Wear it Purple Day – Interview with Kai Noonan


Wear it Purple Day – Interview with Kai Noonan

Have you heard of Wear it Purple Day? Westfield is a proud supporter of this initiative – an annual awareness day especially for young people within the LGBTIQA+ community. Every year, we wear purple to show inclusion and solidarity, and celebrate diversity. Ahead of Wear it Purple Day on August 30, we interviewed Kai Noonan, the Associate Director for LGBTI Health Programming and Development at ACON, about growing up in the LGBTIQA+ community and why awareness days like this are so important. Kai is also a finalist in this year’s Westfield Local Heroes, which you can learn more about here.

What do you love about Wear it Purple Day?

Wear it Purple is a day where whole communities decide to turn their grief into action and show solidarity and support. We can’t stop the bullying that led to the need for Wear it Purple, but we can say that we are a united force determined to prevent it from ever happening again.

Wear it Purple Day wasn’t around when I was young. As a young queer person I found a home in the LGBTIQA+ community, but I definitely did not feel the support of the wider community. There is something powerful about having people say ‘we see you’ and ‘we’re here for you’. And that is what Wear it Purple is all about.

What do you do and why did you start working for ACON?

I am an advocate for social justice – that’s how I describe what I do.

Before ACON I was working in the domestic and family violence (DFV) sector and the whole time I worked there I had no clients that identified as LGBTIQA+, and yet I knew that DFV existed in our communities. When the job at ACON came up for a project coordinator of their DFV work I knew that this is the space I wanted to work in. I wanted to raise awareness of the issue of DFV in our communities and look at why it is that LGBTIQA+ people were not accessing help for their relationships.

I often say that this is a unique time in history for LGBTIQA+ people. Never before have we as a community been safe enough to be as open about our identities and our relationships as we are today. Society still has a long way to go with true acceptance and celebration, but this newer found freedom has allowed us to not only explore our identities but to be open about our relationships: mainly our fabulous, fun and loving queer relationships, but sometimes our not-so-healthy and even unsafe ones, too.

What is one of the most powerful moments you have witnessed in your life or career where you have seen the importance of inclusion?

Inclusion is the work I do so I can’t help but notice examples of it everywhere I go.

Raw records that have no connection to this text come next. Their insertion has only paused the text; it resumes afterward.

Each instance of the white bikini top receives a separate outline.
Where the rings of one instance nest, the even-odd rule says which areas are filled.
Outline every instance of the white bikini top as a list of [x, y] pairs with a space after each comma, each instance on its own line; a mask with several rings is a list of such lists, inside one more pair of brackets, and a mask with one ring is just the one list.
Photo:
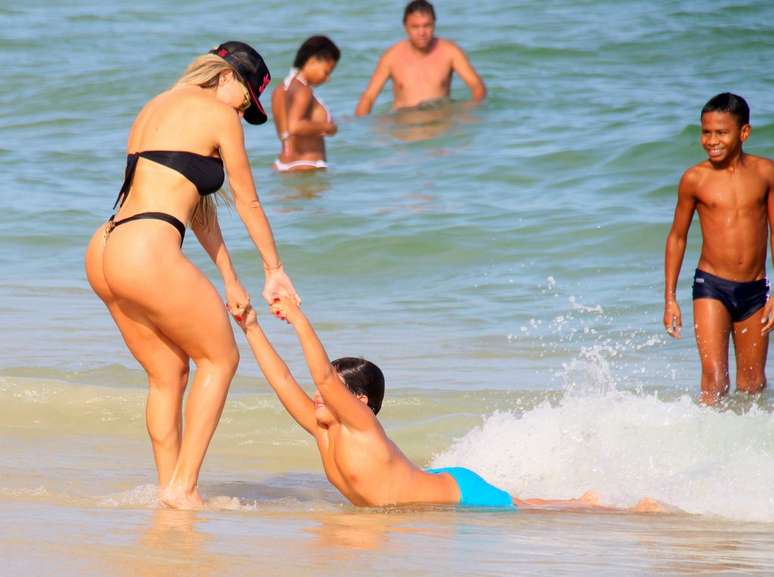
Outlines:
[[[306, 82], [306, 79], [301, 77], [301, 76], [299, 76], [298, 73], [299, 73], [298, 68], [291, 68], [290, 69], [290, 72], [288, 72], [288, 75], [285, 77], [285, 80], [282, 81], [282, 86], [285, 87], [285, 90], [290, 88], [290, 85], [291, 85], [291, 83], [293, 82], [294, 79], [298, 80], [304, 86], [309, 86], [309, 84], [307, 84], [307, 82]], [[325, 111], [325, 116], [326, 116], [327, 121], [328, 122], [332, 122], [333, 121], [333, 116], [331, 116], [331, 111], [328, 110], [327, 106], [325, 106], [325, 103], [322, 101], [322, 98], [320, 98], [319, 96], [317, 96], [314, 93], [314, 89], [313, 88], [309, 87], [309, 89], [312, 91], [312, 98], [314, 98], [317, 101], [317, 104], [322, 106], [322, 109]]]

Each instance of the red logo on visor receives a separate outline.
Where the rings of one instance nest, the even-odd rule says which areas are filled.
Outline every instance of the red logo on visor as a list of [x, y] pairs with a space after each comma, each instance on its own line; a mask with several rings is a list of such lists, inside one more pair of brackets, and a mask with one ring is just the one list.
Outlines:
[[258, 92], [263, 92], [263, 89], [266, 88], [266, 85], [269, 84], [271, 81], [271, 76], [268, 74], [264, 74], [263, 76], [263, 82], [261, 83], [260, 88], [258, 88]]
[[218, 56], [220, 56], [221, 58], [228, 56], [228, 50], [226, 50], [225, 48], [221, 48], [220, 50], [218, 50]]

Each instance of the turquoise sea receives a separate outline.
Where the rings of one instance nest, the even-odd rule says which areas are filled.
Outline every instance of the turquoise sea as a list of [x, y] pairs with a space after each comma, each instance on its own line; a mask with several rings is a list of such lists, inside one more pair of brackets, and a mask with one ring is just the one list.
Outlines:
[[[680, 175], [703, 158], [704, 102], [743, 95], [747, 151], [774, 156], [774, 4], [436, 9], [486, 103], [465, 106], [457, 79], [448, 106], [396, 114], [388, 85], [356, 118], [403, 37], [402, 2], [0, 2], [0, 574], [774, 573], [774, 397], [695, 402], [696, 223], [684, 338], [661, 327], [664, 241]], [[677, 512], [356, 510], [244, 347], [201, 477], [212, 508], [156, 509], [144, 373], [86, 283], [84, 248], [147, 99], [232, 39], [263, 54], [273, 88], [320, 33], [342, 50], [319, 89], [339, 123], [330, 170], [274, 173], [271, 125], [246, 128], [247, 150], [330, 354], [385, 372], [388, 433], [422, 465], [468, 466], [519, 496], [593, 489]], [[220, 220], [257, 300], [255, 250], [235, 213]], [[185, 251], [220, 286], [193, 235]], [[288, 328], [266, 326], [306, 379]]]

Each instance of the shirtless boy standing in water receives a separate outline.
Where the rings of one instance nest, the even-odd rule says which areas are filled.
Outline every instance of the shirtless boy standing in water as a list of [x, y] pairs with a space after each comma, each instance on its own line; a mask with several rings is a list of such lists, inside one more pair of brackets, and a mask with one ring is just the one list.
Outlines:
[[462, 49], [449, 40], [434, 36], [435, 9], [430, 2], [409, 2], [403, 13], [403, 26], [408, 38], [382, 55], [357, 103], [357, 116], [371, 112], [388, 79], [392, 79], [393, 109], [447, 98], [453, 72], [468, 85], [474, 102], [486, 97], [484, 83]]
[[708, 159], [683, 174], [666, 242], [664, 327], [678, 338], [682, 315], [677, 277], [698, 211], [702, 248], [693, 280], [693, 315], [701, 401], [706, 404], [716, 403], [729, 389], [729, 334], [736, 352], [737, 391], [758, 393], [766, 386], [768, 333], [774, 327], [774, 300], [768, 299], [766, 279], [774, 162], [742, 150], [749, 135], [750, 109], [742, 97], [718, 94], [704, 105], [701, 145]]
[[[517, 499], [464, 467], [423, 470], [412, 463], [384, 432], [376, 414], [384, 397], [382, 371], [365, 359], [333, 362], [312, 324], [295, 300], [272, 305], [278, 317], [296, 331], [316, 392], [310, 398], [299, 386], [257, 322], [253, 309], [235, 317], [247, 336], [266, 380], [296, 422], [312, 435], [325, 476], [356, 506], [383, 507], [409, 503], [457, 504], [500, 509], [608, 509], [593, 493], [580, 499]], [[662, 511], [644, 499], [634, 511]]]

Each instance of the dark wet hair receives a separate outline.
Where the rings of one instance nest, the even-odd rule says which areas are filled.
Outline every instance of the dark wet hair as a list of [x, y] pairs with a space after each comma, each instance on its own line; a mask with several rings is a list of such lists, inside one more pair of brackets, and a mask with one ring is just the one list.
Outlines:
[[350, 392], [368, 397], [368, 406], [374, 412], [379, 413], [384, 399], [384, 375], [379, 367], [371, 361], [356, 359], [354, 357], [342, 357], [331, 363]]
[[710, 98], [701, 109], [701, 116], [707, 112], [728, 112], [736, 117], [736, 123], [739, 126], [750, 124], [750, 107], [747, 101], [730, 92], [723, 92]]
[[333, 60], [338, 62], [341, 58], [341, 51], [339, 47], [333, 43], [333, 40], [327, 36], [311, 36], [304, 40], [301, 48], [296, 52], [296, 59], [293, 61], [293, 66], [296, 68], [303, 68], [306, 61], [310, 58], [317, 58], [318, 60]]
[[406, 4], [406, 9], [403, 11], [403, 23], [406, 23], [406, 20], [409, 16], [411, 16], [414, 12], [424, 12], [425, 14], [430, 14], [430, 16], [433, 17], [433, 22], [435, 22], [435, 8], [433, 8], [433, 5], [430, 4], [427, 0], [413, 0], [412, 2], [409, 2]]

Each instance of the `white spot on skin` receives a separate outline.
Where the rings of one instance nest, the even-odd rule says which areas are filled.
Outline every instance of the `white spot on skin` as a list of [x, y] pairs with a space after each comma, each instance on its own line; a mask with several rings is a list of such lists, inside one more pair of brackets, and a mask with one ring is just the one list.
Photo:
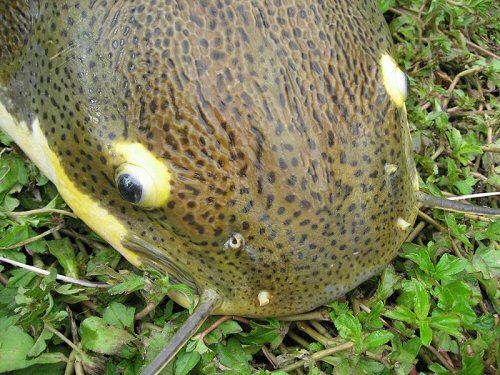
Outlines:
[[402, 107], [408, 97], [408, 84], [406, 75], [388, 54], [383, 54], [380, 58], [380, 66], [382, 68], [382, 82], [387, 94], [392, 101]]
[[401, 230], [407, 230], [411, 226], [411, 224], [407, 222], [405, 219], [398, 217], [396, 226]]
[[257, 296], [257, 299], [259, 300], [259, 306], [266, 306], [269, 305], [269, 298], [271, 295], [267, 290], [261, 290], [259, 292], [259, 295]]
[[225, 249], [239, 249], [245, 245], [245, 238], [240, 233], [233, 233], [224, 244]]
[[385, 173], [390, 176], [398, 170], [398, 166], [396, 164], [387, 163], [386, 165], [384, 165], [384, 170]]

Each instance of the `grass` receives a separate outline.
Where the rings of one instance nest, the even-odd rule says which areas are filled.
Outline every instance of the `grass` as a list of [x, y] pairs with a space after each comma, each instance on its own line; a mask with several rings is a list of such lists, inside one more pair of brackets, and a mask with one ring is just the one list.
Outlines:
[[[421, 188], [500, 189], [500, 4], [382, 1], [409, 73]], [[5, 137], [0, 150], [0, 372], [137, 374], [188, 316], [67, 211]], [[476, 203], [498, 207], [498, 200]], [[306, 322], [211, 317], [166, 373], [496, 374], [500, 221], [424, 210], [381, 276]], [[71, 278], [113, 284], [84, 287]], [[319, 320], [323, 318], [325, 320]], [[210, 331], [210, 329], [212, 329]]]

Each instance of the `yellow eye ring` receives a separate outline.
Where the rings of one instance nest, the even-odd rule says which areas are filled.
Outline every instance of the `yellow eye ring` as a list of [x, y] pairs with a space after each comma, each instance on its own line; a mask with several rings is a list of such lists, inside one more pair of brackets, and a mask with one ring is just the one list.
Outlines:
[[114, 151], [123, 160], [115, 171], [122, 198], [145, 209], [163, 206], [170, 197], [172, 179], [165, 162], [140, 143], [119, 142]]

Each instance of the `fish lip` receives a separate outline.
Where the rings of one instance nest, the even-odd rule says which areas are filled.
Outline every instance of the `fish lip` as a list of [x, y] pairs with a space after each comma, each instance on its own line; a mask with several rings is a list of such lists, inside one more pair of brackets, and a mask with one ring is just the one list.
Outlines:
[[194, 290], [200, 290], [191, 275], [175, 263], [165, 249], [135, 234], [127, 234], [121, 243], [126, 249], [138, 255], [143, 266], [166, 272], [174, 282], [185, 284]]

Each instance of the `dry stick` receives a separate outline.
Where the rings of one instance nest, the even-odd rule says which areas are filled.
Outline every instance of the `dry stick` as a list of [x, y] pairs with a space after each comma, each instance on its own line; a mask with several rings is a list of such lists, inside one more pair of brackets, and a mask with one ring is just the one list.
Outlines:
[[66, 345], [68, 345], [71, 349], [76, 350], [81, 355], [85, 355], [85, 352], [82, 349], [80, 349], [78, 346], [76, 346], [75, 344], [73, 344], [73, 342], [70, 339], [68, 339], [61, 332], [59, 332], [57, 329], [55, 329], [54, 327], [52, 327], [49, 323], [44, 322], [44, 327], [47, 329], [47, 331], [52, 332], [54, 335], [56, 335], [62, 341], [64, 341], [66, 343]]
[[317, 320], [311, 320], [309, 322], [309, 324], [312, 325], [314, 327], [314, 329], [316, 331], [318, 331], [319, 333], [321, 333], [323, 336], [333, 340], [332, 335], [330, 335], [330, 333], [327, 331], [327, 329], [321, 325], [321, 322], [319, 322]]
[[66, 364], [64, 375], [72, 375], [73, 372], [75, 371], [75, 356], [76, 356], [76, 351], [72, 350], [68, 357], [68, 363]]
[[64, 234], [66, 234], [67, 236], [70, 236], [70, 237], [73, 237], [73, 238], [75, 238], [75, 239], [77, 239], [77, 240], [80, 240], [80, 241], [82, 241], [82, 242], [86, 243], [86, 244], [87, 244], [88, 246], [90, 246], [90, 247], [92, 247], [92, 246], [93, 246], [93, 247], [95, 247], [95, 248], [96, 248], [96, 249], [98, 249], [98, 250], [106, 250], [106, 246], [104, 246], [103, 244], [101, 244], [101, 243], [99, 243], [99, 242], [97, 242], [97, 241], [95, 241], [95, 240], [92, 240], [92, 239], [90, 239], [90, 238], [87, 238], [87, 237], [85, 237], [85, 236], [82, 236], [81, 234], [76, 233], [76, 232], [75, 232], [75, 231], [73, 231], [73, 230], [62, 229], [62, 230], [61, 230], [61, 233], [64, 233]]
[[7, 279], [3, 273], [0, 273], [0, 283], [2, 283], [3, 286], [7, 286], [9, 283], [9, 279]]
[[75, 361], [75, 374], [76, 375], [85, 375], [85, 371], [83, 370], [82, 361], [80, 361], [78, 358]]
[[[43, 276], [50, 275], [49, 271], [46, 271], [42, 268], [33, 267], [33, 266], [28, 265], [28, 264], [16, 262], [15, 260], [12, 260], [12, 259], [0, 257], [0, 262], [4, 262], [4, 263], [8, 263], [10, 265], [16, 266], [16, 267], [24, 268], [25, 270], [35, 272], [39, 275], [43, 275]], [[75, 279], [73, 277], [63, 276], [63, 275], [59, 275], [59, 274], [56, 275], [56, 279], [59, 281], [64, 281], [66, 283], [72, 283], [72, 284], [86, 286], [88, 288], [111, 288], [112, 287], [112, 285], [105, 284], [105, 283], [93, 283], [91, 281]]]
[[454, 367], [450, 366], [448, 361], [441, 355], [441, 353], [438, 352], [436, 348], [434, 348], [432, 345], [429, 345], [427, 349], [429, 349], [432, 354], [434, 354], [436, 358], [439, 359], [439, 362], [441, 362], [452, 374], [455, 374], [457, 372], [457, 370]]
[[92, 301], [82, 301], [81, 304], [85, 307], [87, 307], [88, 309], [92, 310], [92, 311], [97, 311], [97, 309], [99, 308], [99, 306], [97, 306], [94, 302]]
[[434, 154], [432, 154], [431, 159], [436, 160], [438, 158], [438, 156], [443, 153], [444, 150], [445, 150], [445, 148], [443, 145], [439, 146], [437, 148], [436, 152], [434, 152]]
[[448, 110], [448, 115], [450, 117], [462, 117], [462, 116], [474, 116], [474, 115], [494, 115], [498, 113], [498, 111], [495, 110], [488, 110], [488, 109], [482, 109], [482, 110], [472, 110], [472, 111], [461, 111], [461, 110]]
[[456, 242], [454, 240], [451, 240], [451, 248], [453, 249], [453, 252], [455, 253], [455, 255], [459, 258], [464, 258], [464, 256], [462, 255], [462, 253], [460, 252], [460, 249], [458, 248]]
[[145, 316], [147, 316], [151, 311], [156, 309], [156, 306], [158, 306], [157, 302], [149, 302], [144, 308], [139, 311], [137, 314], [135, 314], [134, 319], [135, 320], [141, 320]]
[[479, 172], [472, 172], [472, 171], [471, 171], [471, 172], [470, 172], [470, 174], [471, 174], [472, 176], [474, 176], [474, 177], [479, 178], [482, 182], [486, 182], [486, 181], [488, 181], [488, 177], [486, 177], [485, 175], [483, 175], [483, 174], [481, 174], [481, 173], [479, 173]]
[[206, 335], [208, 335], [210, 332], [212, 332], [214, 329], [216, 329], [218, 326], [220, 326], [222, 323], [224, 323], [227, 320], [236, 320], [236, 321], [241, 322], [241, 323], [250, 324], [250, 321], [246, 318], [242, 318], [240, 316], [234, 316], [234, 315], [225, 315], [225, 316], [217, 319], [207, 329], [205, 329], [202, 333], [200, 333], [199, 339], [200, 340], [205, 339]]
[[278, 368], [278, 359], [276, 356], [267, 348], [267, 346], [263, 345], [262, 346], [262, 353], [264, 353], [264, 356], [267, 358], [271, 366], [273, 366], [274, 369]]
[[292, 363], [291, 365], [283, 367], [282, 369], [280, 369], [280, 371], [285, 371], [285, 372], [293, 371], [295, 369], [298, 369], [298, 368], [304, 366], [309, 361], [320, 360], [320, 359], [322, 359], [324, 357], [328, 357], [329, 355], [332, 355], [332, 354], [335, 354], [335, 353], [338, 353], [338, 352], [342, 352], [344, 350], [349, 350], [353, 346], [354, 346], [353, 342], [346, 342], [345, 344], [338, 345], [338, 346], [336, 346], [334, 348], [328, 348], [328, 349], [325, 349], [325, 350], [320, 350], [319, 352], [311, 354], [311, 356], [309, 358], [301, 359], [300, 361], [297, 361], [295, 363]]
[[443, 109], [448, 108], [448, 103], [451, 100], [451, 93], [455, 89], [455, 87], [457, 86], [458, 82], [460, 81], [460, 78], [462, 78], [462, 77], [464, 77], [466, 75], [469, 75], [469, 74], [477, 73], [477, 72], [479, 72], [481, 70], [483, 70], [482, 66], [475, 66], [473, 68], [470, 68], [470, 69], [467, 69], [467, 70], [464, 70], [464, 71], [458, 73], [455, 76], [455, 78], [453, 78], [453, 81], [451, 82], [450, 86], [448, 87], [448, 90], [447, 90], [448, 91], [448, 97], [444, 98], [442, 108]]
[[474, 42], [471, 42], [469, 39], [465, 39], [465, 43], [468, 44], [469, 46], [471, 46], [472, 48], [474, 48], [475, 50], [484, 53], [485, 55], [488, 55], [490, 57], [493, 57], [494, 59], [500, 60], [500, 56], [494, 54], [491, 51], [488, 51], [487, 49], [477, 45]]
[[58, 210], [56, 208], [37, 208], [36, 210], [29, 211], [13, 211], [13, 212], [5, 212], [7, 217], [17, 218], [22, 216], [30, 216], [30, 215], [41, 215], [41, 214], [61, 214], [73, 217], [77, 219], [78, 217], [73, 213], [65, 210]]
[[297, 322], [297, 328], [312, 337], [317, 342], [321, 343], [323, 346], [332, 346], [336, 344], [334, 340], [330, 340], [329, 338], [323, 336], [304, 322]]
[[484, 152], [496, 152], [496, 153], [500, 153], [500, 144], [498, 144], [498, 143], [490, 143], [488, 145], [482, 145], [481, 149]]
[[314, 310], [304, 314], [279, 316], [278, 319], [283, 322], [295, 322], [298, 320], [331, 320], [327, 309]]
[[18, 247], [22, 247], [24, 245], [28, 245], [28, 244], [30, 244], [32, 242], [35, 242], [35, 241], [38, 241], [38, 240], [40, 240], [40, 239], [42, 239], [44, 237], [47, 237], [51, 233], [57, 232], [59, 229], [61, 229], [63, 227], [63, 225], [64, 224], [59, 224], [58, 226], [56, 226], [54, 228], [51, 228], [51, 229], [43, 232], [42, 234], [39, 234], [38, 236], [28, 238], [27, 240], [18, 242], [18, 243], [14, 244], [14, 245], [0, 246], [0, 250], [12, 250], [12, 249], [16, 249]]
[[306, 340], [304, 340], [302, 337], [297, 335], [295, 332], [290, 331], [287, 333], [287, 336], [289, 338], [291, 338], [293, 341], [295, 341], [297, 344], [302, 346], [303, 348], [309, 349], [309, 343]]
[[417, 226], [413, 229], [413, 231], [406, 237], [405, 242], [413, 242], [413, 240], [422, 232], [427, 224], [423, 221], [420, 221]]
[[428, 222], [429, 224], [434, 225], [439, 231], [441, 232], [448, 232], [445, 227], [443, 227], [441, 224], [439, 224], [436, 220], [434, 220], [432, 217], [427, 215], [426, 213], [423, 213], [422, 211], [418, 211], [418, 216]]

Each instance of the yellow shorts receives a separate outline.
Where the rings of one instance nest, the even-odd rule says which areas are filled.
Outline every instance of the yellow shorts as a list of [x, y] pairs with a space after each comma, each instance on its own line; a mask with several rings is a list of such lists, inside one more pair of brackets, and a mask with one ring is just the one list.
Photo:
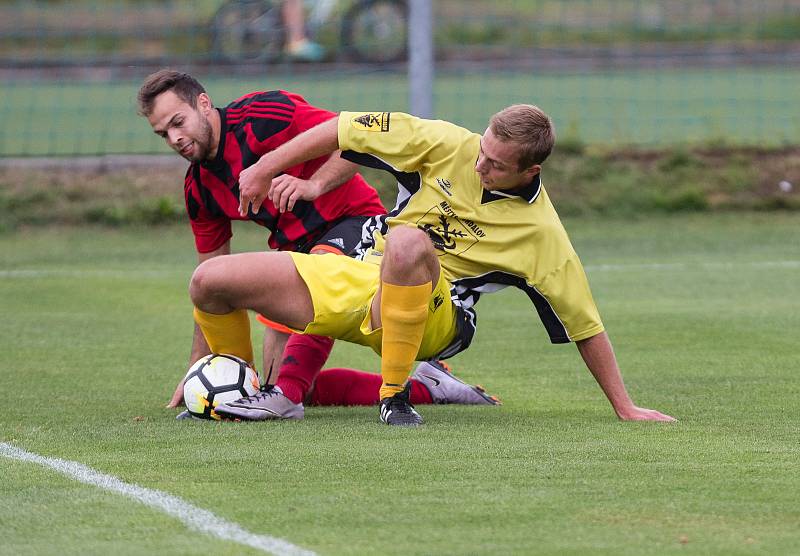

I notice every television show, parliamentary sitting, workplace and party where diversity is lacking. But I also notice every film, every school, every news panel and every community event where diversity and inclusion is thriving. I notice all the smaller signs of solidarity – I notice the ‘Welcome Here’ stickers in shop windows; I notice the rainbow badges on people’s backpacks; I notice the flags in shops and cafes during Mardi Gras; and I notice people practicing someone else’s pronouns to make sure they get it right. Grand gestures of inclusion are impressive, but smaller, every day acts of thoughtfulness and kindness are just as impressive.

However inclusion is not the highest standard we should set for ourselves as a community. I once heard a saying that I think explains it better than I could: ‘Diversity is being invited to the party, inclusion is being asked to dance, and belonging is feeling free enough to dance like no one is watching.’

What do you wish you could tell 15-year-old you?

15-year-old me was terrified of being different. I wanted to fit in with everyone else and be (in my mind) ‘normal’. To overcompensate, I wore make up and dresses, talked incessantly about boys, and chose parties over school work. I suppose you could say I rebelled (and got in a fair amount of trouble for it too).

On reflection, I can see that the often scary, sometimes painful journey of finding myself, my community and my place in the world was in fact a necessary journey that I had to make. I honestly believe that although my ‘coming out’ journey was hard at times, it also taught me resilience, empathy and independence.

I think that 15-year-old me would be both shocked and comforted to know that adult me truly believes that being queer is the best thing that ever happened to me!